Le texte de cette page a été corrigé et est conforme au fac-similé.


LIVRE CINQUIÈME.

ARGUMENT.

État de la Porte-Ottomane. Charles séjourne près de Bender. Ses occupations. Ses intrigues à la Porte. Ses desseins. Auguste remonte sur son trône. Le roi de Danemark fait une descente en Suède. Tous les autres États de Charles sont attaqués. Le czar triomphe dans Moscou. Affaire du Pruth. Histoire de la czarine, paysanne devenue impératrice.

Achmet III gouvernait alors l’empire de Turquie.
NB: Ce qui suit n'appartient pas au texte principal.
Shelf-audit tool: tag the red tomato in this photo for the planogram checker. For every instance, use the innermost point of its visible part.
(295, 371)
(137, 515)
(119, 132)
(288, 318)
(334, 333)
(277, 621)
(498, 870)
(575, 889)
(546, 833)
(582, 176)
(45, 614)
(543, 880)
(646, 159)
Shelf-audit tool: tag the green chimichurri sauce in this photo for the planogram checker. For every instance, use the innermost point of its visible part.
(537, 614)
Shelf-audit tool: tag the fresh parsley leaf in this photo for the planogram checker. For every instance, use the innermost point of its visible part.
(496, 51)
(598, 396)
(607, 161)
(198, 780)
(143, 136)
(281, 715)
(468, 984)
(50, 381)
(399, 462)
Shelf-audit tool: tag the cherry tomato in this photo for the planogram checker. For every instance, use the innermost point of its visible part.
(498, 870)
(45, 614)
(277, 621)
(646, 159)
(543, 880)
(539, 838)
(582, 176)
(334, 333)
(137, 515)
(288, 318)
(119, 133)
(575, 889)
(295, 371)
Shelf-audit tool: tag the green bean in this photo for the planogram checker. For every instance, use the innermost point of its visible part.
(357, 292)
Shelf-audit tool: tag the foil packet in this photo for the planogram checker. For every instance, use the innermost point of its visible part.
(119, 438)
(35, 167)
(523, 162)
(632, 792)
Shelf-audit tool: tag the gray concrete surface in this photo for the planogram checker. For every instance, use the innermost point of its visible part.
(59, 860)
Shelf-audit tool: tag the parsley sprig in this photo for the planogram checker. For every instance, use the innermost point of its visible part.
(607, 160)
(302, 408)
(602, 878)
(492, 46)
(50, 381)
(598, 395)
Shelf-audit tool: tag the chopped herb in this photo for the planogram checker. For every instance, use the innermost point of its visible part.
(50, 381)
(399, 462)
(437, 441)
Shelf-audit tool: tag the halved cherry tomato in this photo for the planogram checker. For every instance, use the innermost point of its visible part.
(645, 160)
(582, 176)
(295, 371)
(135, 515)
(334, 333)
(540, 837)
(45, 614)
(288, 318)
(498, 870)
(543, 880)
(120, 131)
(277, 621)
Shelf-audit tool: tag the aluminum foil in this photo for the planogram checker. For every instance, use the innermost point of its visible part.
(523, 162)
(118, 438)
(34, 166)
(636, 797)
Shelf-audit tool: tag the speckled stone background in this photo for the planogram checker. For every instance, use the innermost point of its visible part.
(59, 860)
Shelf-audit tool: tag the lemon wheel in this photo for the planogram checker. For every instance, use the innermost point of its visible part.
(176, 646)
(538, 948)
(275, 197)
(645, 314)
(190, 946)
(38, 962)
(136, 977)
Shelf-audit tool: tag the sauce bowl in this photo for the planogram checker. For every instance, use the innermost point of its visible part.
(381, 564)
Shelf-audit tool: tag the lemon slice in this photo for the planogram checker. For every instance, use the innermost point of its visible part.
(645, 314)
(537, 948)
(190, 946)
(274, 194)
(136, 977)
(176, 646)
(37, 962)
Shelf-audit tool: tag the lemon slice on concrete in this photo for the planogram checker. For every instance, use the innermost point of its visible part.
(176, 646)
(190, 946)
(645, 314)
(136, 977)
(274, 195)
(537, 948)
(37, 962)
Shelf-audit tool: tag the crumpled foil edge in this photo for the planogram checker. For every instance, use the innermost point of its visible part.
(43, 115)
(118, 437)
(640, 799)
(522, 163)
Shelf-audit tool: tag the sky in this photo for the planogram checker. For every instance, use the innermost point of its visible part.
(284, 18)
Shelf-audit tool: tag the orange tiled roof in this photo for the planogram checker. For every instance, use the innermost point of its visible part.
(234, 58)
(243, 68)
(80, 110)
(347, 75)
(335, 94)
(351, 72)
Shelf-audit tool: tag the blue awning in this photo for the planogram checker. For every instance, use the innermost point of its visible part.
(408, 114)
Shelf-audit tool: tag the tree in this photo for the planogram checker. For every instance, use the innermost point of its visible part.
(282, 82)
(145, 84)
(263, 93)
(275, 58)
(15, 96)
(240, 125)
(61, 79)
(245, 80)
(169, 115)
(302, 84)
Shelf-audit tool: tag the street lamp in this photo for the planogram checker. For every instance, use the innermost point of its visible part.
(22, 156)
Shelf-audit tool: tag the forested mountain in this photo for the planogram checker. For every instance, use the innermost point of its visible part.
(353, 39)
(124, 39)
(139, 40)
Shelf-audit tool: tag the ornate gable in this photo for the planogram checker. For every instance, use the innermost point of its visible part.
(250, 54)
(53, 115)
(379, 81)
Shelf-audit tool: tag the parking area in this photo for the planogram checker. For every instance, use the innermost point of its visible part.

Il avait été mis en 1703 sur le trône, à la place de son frère Mustapha, par une révolution semblable à celle qui avait donné en Angleterre la couronne de Jacques II à son gendre Guillaume. Mustapha, gouverné par son mufti, que les Turcs abhorraient, souleva contre lui tout l’empire. Son armée, avec laquelle il comptait punir les mécontents, se joignit à eux. Il fut pris, déposé en cérémonie, et son frère tiré du sérail pour devenir sultan, sans qu’il y eût presque une goutte de sang répandue. Achmet renferma le sultan déposé dans le sérail de Constantinople, où il vécut encore quelques années, au grand étonnement de la Turquie, accoutumée à voir la mort de ses princes suivre toujours leur détrônement.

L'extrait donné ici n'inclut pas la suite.